The crisp crackling sound might be your hair brushing against the receiver if you have coarse thick hair like mine. Pin it back and see if it makes a difference.

Apologies if your hair is silky.............

Luckygirl Fri 04-Jan-19 09:09:21

I wore mine all day from Day One. It did not take long to get used to the amplification of sounds that I had got use to not hearing - about a week. I can turn mine down to other settings if needs be - e.g. in an echoey hall, or in the pub when I might want to cut out some of the background noise.

It is quite fun as, when I go to a concert, I can choose whether to listen to it with a bright crisp sound, or something a bit more mellow.

I can't see the point in having aids and giving up after the first day - it really does not take long to get used to them. And the birdsong! - brilliant!

Mine are NHS - I have not paid a bean for anything - even more brilliant!

Cabbie21 Fri 04-Jan-19 09:34:43

This is an interesting thread. I had a hearing test about a month ago. Whilst there was absolutely no pressure to take it further, I was told that I would benefit from hearing aids. The only problem I find is not being able to hear well in a crowded room, but as I am not often in that situation and can hear birdsong etc, I have decided to wait another year. I certainly don’t want to be bombarded with sound like some of you are describing.
I am inclined to agree that there is too much commercial pressure from certain high street companies to get tested, but as I said, there was no pressure to buy anything.
On the other hand I don’t want to be one of those silly people who will happily wear spectacles but not hearing aids for vanity reasons.
It seems to me that it should be perfectly possible to get aids which you can adjust to the right levels, but maybe not on the NHS? I hope somebody can enlighten us?

Liz46 Fri 04-Jan-19 09:47:32

A friend of mine 'tried out' her hearing aids for the first time when we went out for lunch. We have been friends for many years and she said she 'knew I would be honest with her'.

I didn't really understand that but it was funny. We went to our usual place. A plane went over and she almost ducked. She heard birds and all in all our normal chat was very disjointed as she heard things she hadn't heard for a long time.

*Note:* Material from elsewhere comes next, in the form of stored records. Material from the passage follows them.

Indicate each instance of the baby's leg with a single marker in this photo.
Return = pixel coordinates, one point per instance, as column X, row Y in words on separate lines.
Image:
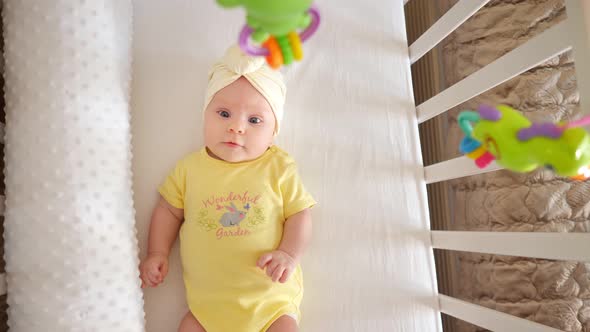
column 190, row 324
column 284, row 324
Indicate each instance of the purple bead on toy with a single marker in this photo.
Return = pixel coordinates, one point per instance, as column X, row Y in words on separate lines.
column 547, row 129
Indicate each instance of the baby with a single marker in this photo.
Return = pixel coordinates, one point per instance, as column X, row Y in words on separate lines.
column 240, row 208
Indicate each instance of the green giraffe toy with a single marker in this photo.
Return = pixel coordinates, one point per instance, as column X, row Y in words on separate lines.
column 503, row 134
column 273, row 23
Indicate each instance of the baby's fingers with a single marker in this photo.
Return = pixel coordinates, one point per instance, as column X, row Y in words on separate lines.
column 286, row 275
column 278, row 272
column 263, row 260
column 154, row 274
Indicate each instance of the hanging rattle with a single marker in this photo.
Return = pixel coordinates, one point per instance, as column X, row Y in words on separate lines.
column 503, row 134
column 273, row 24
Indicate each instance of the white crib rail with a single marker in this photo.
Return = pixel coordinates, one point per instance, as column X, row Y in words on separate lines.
column 574, row 34
column 487, row 318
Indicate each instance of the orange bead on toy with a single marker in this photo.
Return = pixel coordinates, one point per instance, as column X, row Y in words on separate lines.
column 275, row 57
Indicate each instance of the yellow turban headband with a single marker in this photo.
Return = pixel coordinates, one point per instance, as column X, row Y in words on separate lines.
column 267, row 81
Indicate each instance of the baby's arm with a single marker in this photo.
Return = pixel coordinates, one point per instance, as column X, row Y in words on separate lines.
column 281, row 263
column 164, row 227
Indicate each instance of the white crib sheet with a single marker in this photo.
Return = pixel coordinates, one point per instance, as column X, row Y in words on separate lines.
column 349, row 123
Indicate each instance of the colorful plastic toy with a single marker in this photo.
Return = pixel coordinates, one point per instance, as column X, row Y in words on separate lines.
column 504, row 135
column 274, row 24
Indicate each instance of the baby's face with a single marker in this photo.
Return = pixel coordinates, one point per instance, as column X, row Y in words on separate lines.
column 239, row 123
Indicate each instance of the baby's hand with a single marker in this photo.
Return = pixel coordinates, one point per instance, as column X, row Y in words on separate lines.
column 153, row 270
column 279, row 265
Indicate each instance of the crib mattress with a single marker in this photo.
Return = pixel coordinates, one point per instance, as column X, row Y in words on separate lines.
column 349, row 122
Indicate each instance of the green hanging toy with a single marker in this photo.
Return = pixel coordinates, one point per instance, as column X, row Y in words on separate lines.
column 501, row 133
column 273, row 24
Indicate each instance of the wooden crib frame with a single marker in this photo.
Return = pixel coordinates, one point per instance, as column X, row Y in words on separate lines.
column 571, row 34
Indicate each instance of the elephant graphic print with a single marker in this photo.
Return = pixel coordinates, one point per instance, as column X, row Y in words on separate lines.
column 231, row 214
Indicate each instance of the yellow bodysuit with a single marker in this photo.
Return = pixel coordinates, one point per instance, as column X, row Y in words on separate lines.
column 234, row 213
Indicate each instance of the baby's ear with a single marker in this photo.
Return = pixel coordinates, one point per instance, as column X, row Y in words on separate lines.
column 229, row 3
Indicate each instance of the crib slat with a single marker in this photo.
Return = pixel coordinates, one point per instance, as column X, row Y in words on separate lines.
column 488, row 318
column 578, row 17
column 455, row 168
column 2, row 132
column 450, row 21
column 548, row 44
column 2, row 283
column 559, row 246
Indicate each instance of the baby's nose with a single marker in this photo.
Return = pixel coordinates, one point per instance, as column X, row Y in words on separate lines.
column 237, row 127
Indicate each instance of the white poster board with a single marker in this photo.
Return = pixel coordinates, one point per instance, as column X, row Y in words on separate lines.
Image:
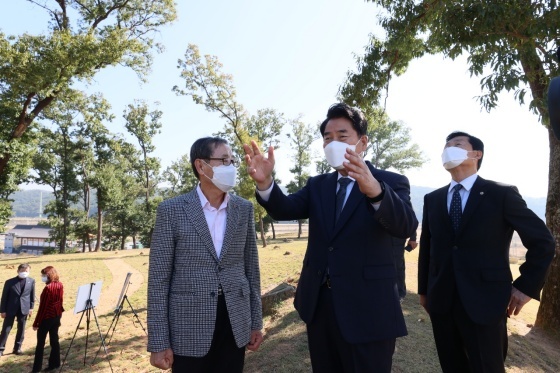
column 123, row 291
column 85, row 292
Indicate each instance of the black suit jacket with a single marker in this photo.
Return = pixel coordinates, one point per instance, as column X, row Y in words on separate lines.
column 357, row 251
column 13, row 299
column 475, row 261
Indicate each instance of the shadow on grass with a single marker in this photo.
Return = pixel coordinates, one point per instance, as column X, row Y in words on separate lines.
column 536, row 351
column 284, row 349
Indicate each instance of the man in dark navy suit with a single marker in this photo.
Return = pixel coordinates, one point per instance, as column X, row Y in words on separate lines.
column 347, row 292
column 18, row 298
column 464, row 277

HazelGreen Fri 04-Jan-19 09:53:25

I am quite deaf in one ear and have h aid now for 3 years. Apart from difficulty in social groups or visiting someone with background noise, it was safety issue that prompted me to get it. I was driving and heard an ambulance siren but was unable to locate from what direction so I braked rather than join main road. Minor tip from car behind..... also as a pedestrian I might not hear a bike in time and now we have silent cars.

I was brought up to prescription level over 4 visits... so gradual introduction. I was told to wear for at least 5 hrs a day.

I have a few spare cases even a used pill bottle to store same. You might be caught out with hairdresser or swimming.

If noise of something bothers, it is easy to turn off.

The batteries are fiddly but now the new ones are rechargeable.

jenni123 Fri 04-Jan-19 10:08:48

I have 2 hearing aids and wore them from the 1st day. Made such a difference. My TV volume setting was 26 but after using my aids it is turned down to 11, big difference. I got mine free on NHS. had to go to doc to get ears checked to see if wax was prob then doc sent referral. Had test Monday, got hearing aids Thurs. Not looked back since. Got mine from Specsavers.

David1968 Fri 04-Jan-19 10:26:28

My dear friend wears hearing aids (& has for many years - including during her working life) and she stresses that you must wear them all the time, every day in order to get used to them. (We've an elderly family member who won't do this, and in consequence she constantly asks us to repeat things. She was always nagging her husband - now-deceased - to wear his hearing aids!)